In collaboration with the Department of Defense, the Weil Institute for Critical Care Research and Innovation at the University of Michigan organizes an annual Massey TBI Grand Challenge, which provides funding for early-stage, innovative and high-risk research to develop the next generation of diagnostics, devices and therapeutics for severe TBI. Researchers make “Shark Tank”-style presentations to a panel of clinicians and commercialization experts for innovative ways to advance early care. In six years, 39 teams have been funded and more than $4 million has been awarded.
“This program provides a unique and vital mechanism to bring together diverse expertise across UM to propose and develop the near science fiction solutions and technologies that will be needed to have a meaningful impact on the care of TBI sufferers,” said Kevin Ward, MD, executive director of the Weil Institute and professor of emergency medicine and biomedical engineering at Michigan Medicine. “The program encourages collaboration between medical sciences, engineering, basic and computer sciences, and it really helps us to shorten the research and development cycle through strategic risk reduction.”
Without an entity taking charge of clear target setting and oversight, experts say, progress is unlikely.
“We want to drive more progress as we create a blueprint for clinicians, researchers, and stakeholders who are committed to solving this problem,” Korley said. “We hope that government leaders will pay attention and help redirect funding priorities.

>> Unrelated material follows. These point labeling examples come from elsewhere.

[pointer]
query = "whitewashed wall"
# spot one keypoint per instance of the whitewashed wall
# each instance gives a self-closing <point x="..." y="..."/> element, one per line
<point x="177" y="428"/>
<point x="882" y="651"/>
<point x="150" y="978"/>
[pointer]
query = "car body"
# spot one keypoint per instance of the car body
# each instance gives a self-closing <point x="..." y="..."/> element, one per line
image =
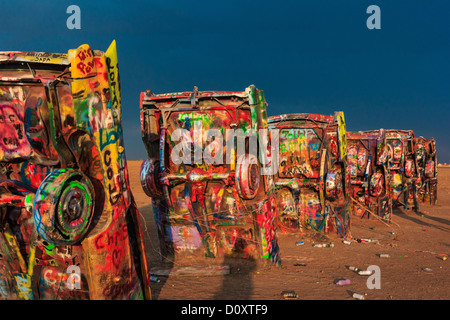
<point x="70" y="228"/>
<point x="370" y="181"/>
<point x="403" y="168"/>
<point x="312" y="183"/>
<point x="207" y="208"/>
<point x="427" y="164"/>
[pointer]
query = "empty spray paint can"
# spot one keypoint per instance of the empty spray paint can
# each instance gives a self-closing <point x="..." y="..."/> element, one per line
<point x="358" y="296"/>
<point x="343" y="282"/>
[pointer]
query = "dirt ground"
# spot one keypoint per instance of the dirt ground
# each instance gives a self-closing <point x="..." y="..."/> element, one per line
<point x="418" y="243"/>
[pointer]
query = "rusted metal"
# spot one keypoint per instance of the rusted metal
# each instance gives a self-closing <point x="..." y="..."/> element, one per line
<point x="70" y="228"/>
<point x="426" y="156"/>
<point x="208" y="208"/>
<point x="404" y="171"/>
<point x="313" y="183"/>
<point x="370" y="177"/>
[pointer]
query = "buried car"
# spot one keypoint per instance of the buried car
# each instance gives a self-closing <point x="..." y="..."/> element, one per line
<point x="370" y="181"/>
<point x="402" y="164"/>
<point x="312" y="183"/>
<point x="70" y="228"/>
<point x="210" y="198"/>
<point x="427" y="164"/>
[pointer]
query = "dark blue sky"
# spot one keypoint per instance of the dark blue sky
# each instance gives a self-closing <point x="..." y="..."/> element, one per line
<point x="308" y="56"/>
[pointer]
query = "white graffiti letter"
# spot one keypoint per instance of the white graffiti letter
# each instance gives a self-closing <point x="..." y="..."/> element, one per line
<point x="374" y="21"/>
<point x="74" y="21"/>
<point x="184" y="147"/>
<point x="74" y="280"/>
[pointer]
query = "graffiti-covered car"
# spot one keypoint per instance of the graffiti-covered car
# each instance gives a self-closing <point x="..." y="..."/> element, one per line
<point x="370" y="181"/>
<point x="312" y="183"/>
<point x="209" y="192"/>
<point x="427" y="164"/>
<point x="404" y="172"/>
<point x="70" y="228"/>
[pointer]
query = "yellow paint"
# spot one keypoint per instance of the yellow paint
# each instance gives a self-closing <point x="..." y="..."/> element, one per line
<point x="342" y="134"/>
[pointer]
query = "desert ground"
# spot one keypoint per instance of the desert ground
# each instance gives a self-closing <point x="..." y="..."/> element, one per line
<point x="415" y="269"/>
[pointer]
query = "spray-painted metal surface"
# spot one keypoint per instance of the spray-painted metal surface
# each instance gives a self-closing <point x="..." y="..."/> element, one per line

Many of the recommendations we offer will require significant funding to implement. This is how our nation will begin to show up for survivors. traumatic brain injury, their caregivers and communities.”
This activity was supported by Contract No. W81XWH20C0126 between the National Academy of Sciences and the US Army Medical Research and Development Command of the Department of Defense. Any opinions, findings, conclusions or recommendations expressed in this publication are those of the authors and do not necessarily reflect the views of any organization or agency that has provided support for the project. The views, opinions and/or conclusions contained in this report are those of the authors and do not necessarily reflect the views of the United States Army Medical Research and Development Command (USAMRDC).